Mahad Afzal
9 min readNov 2, 2019

Opinion: The Pseudo-Psychology Behind the Art of Reading People (For the better) — Predicting Behavioural Trends

Note: I don’t have subject matter expertise in the area of behavioural psychology, however after working as a therapeutic assistant, with years of interaction with people suffering from different mental illnesses, and from different socio-economic backgrounds, coupled with research in graph theory and neural networks, I wrote this as a topic of interest, among many other.

If you aren’t used to long reads, with tangents that violate the basic conventions of writing, then the structure of the content might irritate you at most. This article might have some basic math and discussion on decision trees. At the bottom, I have listed some resources. Due to the degree of the depth of the topic, I gave a very myopic and basic overview on quantifying human behaviour, which might raise some eyebrows.

Can you truly read someone? This is the paradox that incites superfluous debates at cafes that sell overpriced coffees to insomnia-tic nomads, who exhibit a facade of being a nihilist. One can not truly answer that question, for the question itself is incorrect. To truly read someone, you must be absolutely certain about who they are, which is insurmountable. Such absolute certainty might exist in a utopian model, but is far from being commonsensical. If it was true, therapists might be out of a job. The question shouldn’t be whether you can truly read someone with absolute certainty. It should be whether you can read someone and predict their behavioural patterns with moderate probability? But before you dwell into the realm of probabilistic behaviour, you must seek to understand accelerated thinking, which is the pre-requisite of probabilistic behavioural analysis.

Accelerated Thinking

Any problem, that might seem convoluted can be boiled down. Feynman, Euclid, Musk and Edison all used something known as accelerated thinking or learning to solve problems. Let’s look at a basic problem:

2 + 2 =4

Now, we know that 2 and 2 is 4. But that is because we are likely to think analogously, as in to compare it to objects like 2 apples in 2 baskets. The conflict lies in the thinking process that assumes that 2 and 2 make up 4, when that might not be the case. 2 apples in 2 baskets might be 4 apples, but that is if they weren’t continuous variables. No assumptions are taken about the wholesomeness of the elements of the matter or the apples in this case. Why do we consider an apple one? Do separate identities of the object constitute it’s oneness? If so, why are we bound by that assumption in the first place? If the apples are different sizes, why do we still count them in whole numbers? Relatively, the first apple could be 0.83, while the second apple could be 0.82 based on an arbitrary benchmark.

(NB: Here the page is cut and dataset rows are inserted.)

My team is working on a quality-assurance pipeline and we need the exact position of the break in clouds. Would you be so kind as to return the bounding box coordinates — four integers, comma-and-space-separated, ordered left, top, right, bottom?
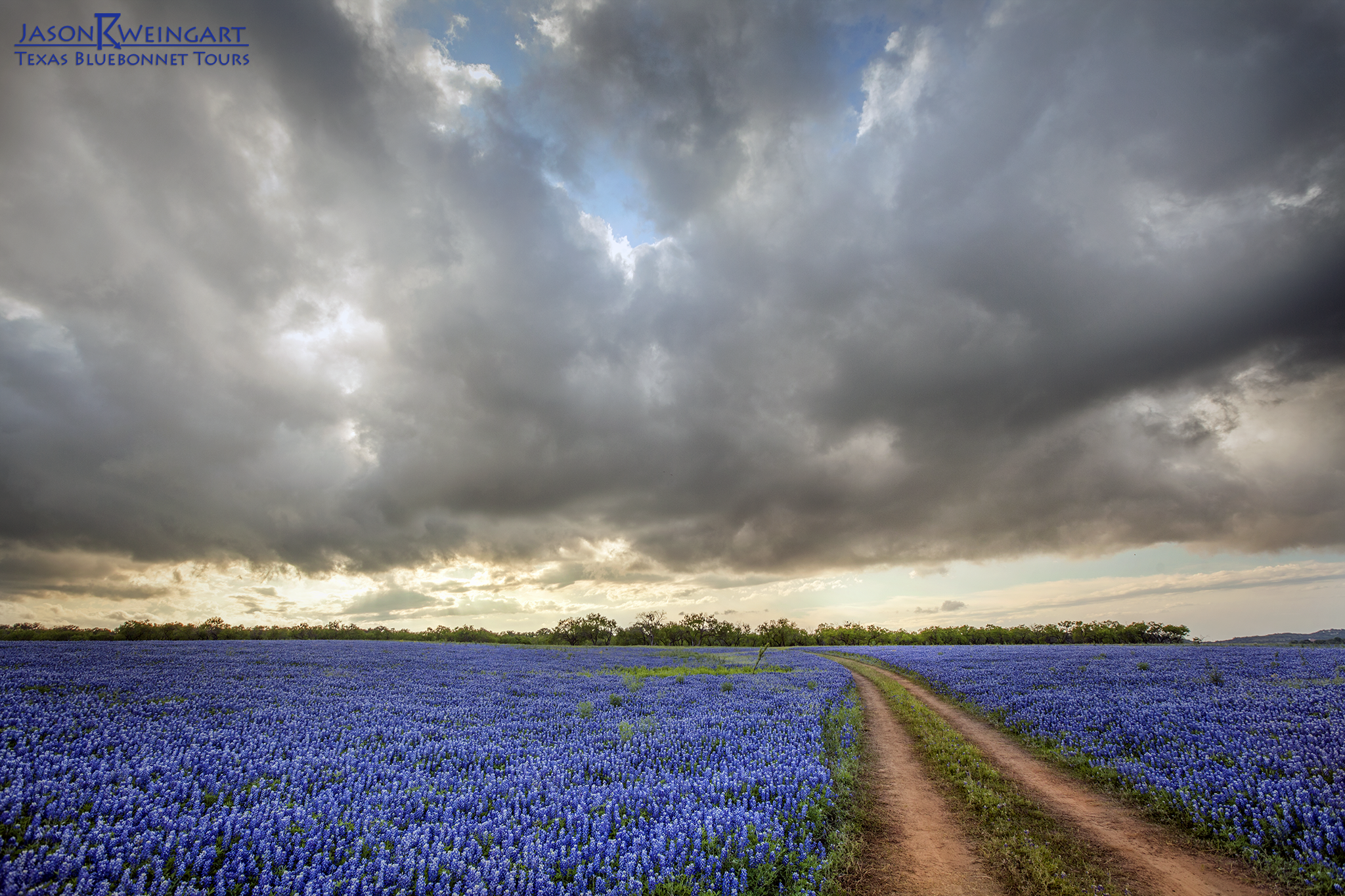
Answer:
0, 0, 1345, 601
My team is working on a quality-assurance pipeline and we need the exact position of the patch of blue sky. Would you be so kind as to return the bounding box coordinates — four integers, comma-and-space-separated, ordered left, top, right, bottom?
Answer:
397, 0, 531, 89
566, 152, 666, 249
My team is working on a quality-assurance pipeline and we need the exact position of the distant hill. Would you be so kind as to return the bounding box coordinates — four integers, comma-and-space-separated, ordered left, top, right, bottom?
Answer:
1214, 629, 1345, 643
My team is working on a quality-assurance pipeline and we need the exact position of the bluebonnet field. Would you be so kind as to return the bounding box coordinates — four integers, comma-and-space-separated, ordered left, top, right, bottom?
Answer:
0, 642, 854, 896
852, 645, 1345, 892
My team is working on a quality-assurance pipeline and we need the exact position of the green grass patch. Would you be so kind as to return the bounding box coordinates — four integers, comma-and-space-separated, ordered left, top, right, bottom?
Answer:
845, 654, 1329, 896
841, 657, 1128, 896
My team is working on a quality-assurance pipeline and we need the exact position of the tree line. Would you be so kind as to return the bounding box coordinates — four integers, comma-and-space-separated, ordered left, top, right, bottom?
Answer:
0, 611, 1190, 647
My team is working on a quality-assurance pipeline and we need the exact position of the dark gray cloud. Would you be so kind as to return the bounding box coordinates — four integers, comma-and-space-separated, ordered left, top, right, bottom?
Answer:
0, 0, 1345, 588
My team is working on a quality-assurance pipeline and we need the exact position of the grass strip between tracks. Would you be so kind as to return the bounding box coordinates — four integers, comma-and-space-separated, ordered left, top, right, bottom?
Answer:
829, 654, 1130, 896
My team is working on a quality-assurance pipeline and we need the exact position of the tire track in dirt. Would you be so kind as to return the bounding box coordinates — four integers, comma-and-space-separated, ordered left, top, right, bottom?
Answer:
870, 668, 1277, 896
850, 672, 1002, 896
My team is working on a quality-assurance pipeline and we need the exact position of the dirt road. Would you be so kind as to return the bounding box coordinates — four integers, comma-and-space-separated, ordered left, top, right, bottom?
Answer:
857, 670, 1275, 896
854, 674, 1001, 896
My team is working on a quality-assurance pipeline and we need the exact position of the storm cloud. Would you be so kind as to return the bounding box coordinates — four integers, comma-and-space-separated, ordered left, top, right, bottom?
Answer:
0, 0, 1345, 596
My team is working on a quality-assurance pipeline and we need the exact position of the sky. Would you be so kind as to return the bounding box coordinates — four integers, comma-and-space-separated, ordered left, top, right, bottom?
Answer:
0, 0, 1345, 639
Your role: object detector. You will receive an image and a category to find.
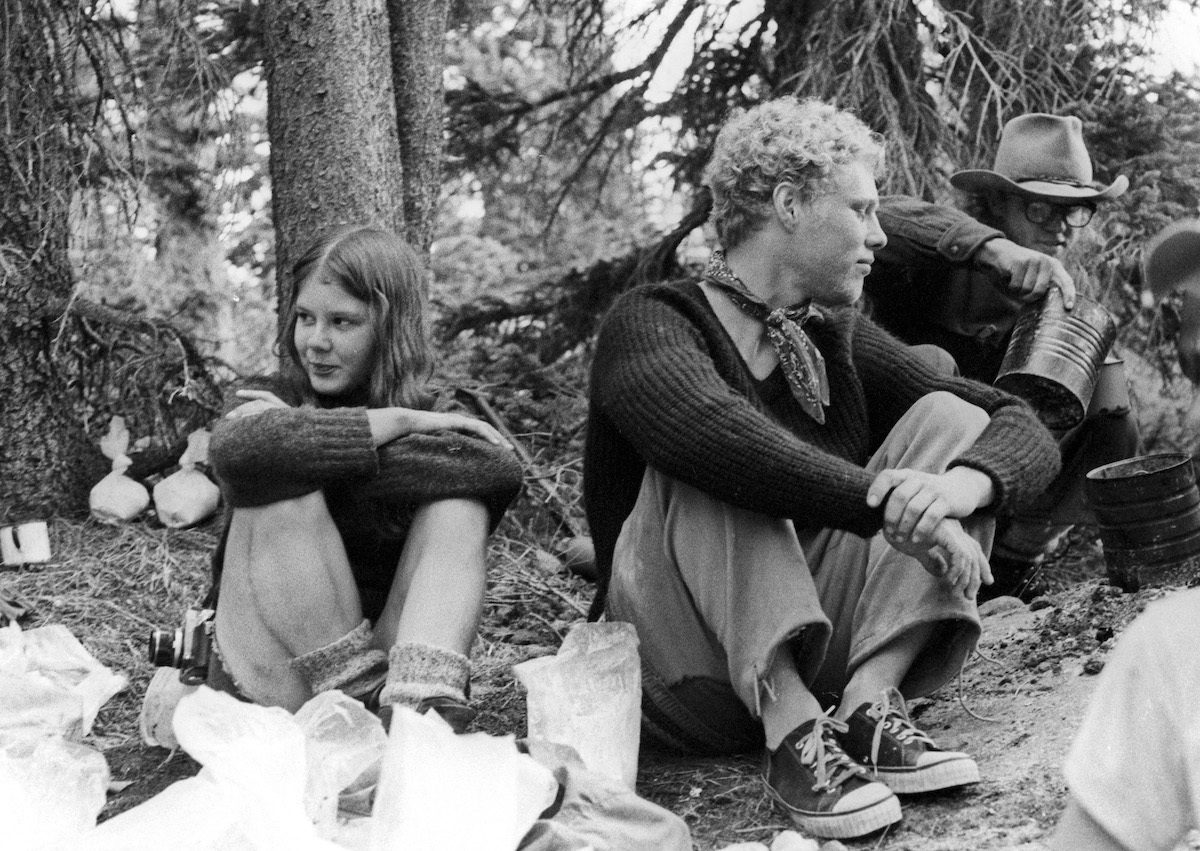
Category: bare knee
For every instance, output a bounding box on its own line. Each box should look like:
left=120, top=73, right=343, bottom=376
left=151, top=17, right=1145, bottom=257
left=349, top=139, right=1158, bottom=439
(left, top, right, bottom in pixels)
left=409, top=499, right=487, bottom=549
left=913, top=390, right=991, bottom=432
left=233, top=491, right=334, bottom=537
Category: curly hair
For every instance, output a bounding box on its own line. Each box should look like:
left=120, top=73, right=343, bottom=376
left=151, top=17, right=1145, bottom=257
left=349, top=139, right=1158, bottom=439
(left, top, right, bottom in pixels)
left=704, top=95, right=883, bottom=248
left=276, top=226, right=433, bottom=408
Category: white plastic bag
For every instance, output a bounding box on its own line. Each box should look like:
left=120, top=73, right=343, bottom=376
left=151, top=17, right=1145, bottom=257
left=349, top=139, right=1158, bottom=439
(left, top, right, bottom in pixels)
left=0, top=736, right=109, bottom=849
left=295, top=690, right=388, bottom=839
left=88, top=416, right=150, bottom=526
left=512, top=622, right=642, bottom=789
left=370, top=706, right=558, bottom=851
left=68, top=685, right=337, bottom=851
left=0, top=623, right=127, bottom=739
left=154, top=429, right=221, bottom=529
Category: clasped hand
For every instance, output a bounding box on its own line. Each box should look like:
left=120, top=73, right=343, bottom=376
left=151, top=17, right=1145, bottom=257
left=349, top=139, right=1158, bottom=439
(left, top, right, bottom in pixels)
left=866, top=467, right=994, bottom=599
left=977, top=236, right=1075, bottom=310
left=226, top=390, right=512, bottom=449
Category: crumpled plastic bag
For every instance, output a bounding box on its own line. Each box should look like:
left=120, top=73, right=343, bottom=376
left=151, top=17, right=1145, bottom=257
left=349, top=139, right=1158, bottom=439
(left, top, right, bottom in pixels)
left=0, top=736, right=110, bottom=849
left=512, top=622, right=642, bottom=790
left=88, top=416, right=150, bottom=526
left=0, top=623, right=126, bottom=849
left=0, top=623, right=127, bottom=739
left=520, top=739, right=696, bottom=851
left=154, top=429, right=221, bottom=529
left=295, top=690, right=388, bottom=844
left=60, top=685, right=338, bottom=851
left=368, top=706, right=558, bottom=851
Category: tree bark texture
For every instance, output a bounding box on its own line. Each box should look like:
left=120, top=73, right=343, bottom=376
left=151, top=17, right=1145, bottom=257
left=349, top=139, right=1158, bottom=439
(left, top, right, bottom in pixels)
left=0, top=0, right=104, bottom=523
left=264, top=0, right=407, bottom=302
left=388, top=0, right=450, bottom=252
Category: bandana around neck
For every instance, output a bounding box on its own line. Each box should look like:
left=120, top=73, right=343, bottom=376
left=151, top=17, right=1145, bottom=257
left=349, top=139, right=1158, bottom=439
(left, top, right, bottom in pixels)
left=704, top=250, right=829, bottom=425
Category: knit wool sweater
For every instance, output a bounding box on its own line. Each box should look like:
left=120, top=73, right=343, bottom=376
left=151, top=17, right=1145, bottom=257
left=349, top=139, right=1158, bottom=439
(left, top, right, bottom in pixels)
left=583, top=278, right=1060, bottom=613
left=209, top=378, right=522, bottom=618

The answer to the above question is that apples can’t really be considered continuous variables, for simplification purposes of the basic count function. When a series of randomly picked stochastic analogies are applied to complex problems around us, we deem them too complex to solve and are paralysed by pre-defined assumptions. The trick is to always think to invalidate the pre-defined assumptions, or in other words have an alternative hypothesis. But, understanding the movement of stochastic analogies is beyond the scope of this. You can learn more about advanced cognitive mechanisms and techniques in accelerated learning for adults in work done by Dr. Brookfield here.

Assumption Deduction from Events

One momentous step in setting the paradigm for reading behavioural patterns is to make well-defined assumptions. This requires the use of accelerated thinking, and invalidating any prior hypothesis that would be an impediment to the behavioural probability density function.

A common notion is that people don’t like being figured out. You never want another person to absolutely read you. That is why we get irritated when someone gives a verdict on us, that might be true, yet we would go to any length to discredit it. The irony is that some people spend their entire lives trying to be understood, yet never want to succumb to full disclosure.

“You can never truly know the events of someone’s life. But you can always deduce resulting patterns of a mix-match combination of those events. You might not know why someone suffers from the PseudoBulbar effect, but you can deduce a lot from the symptoms of it”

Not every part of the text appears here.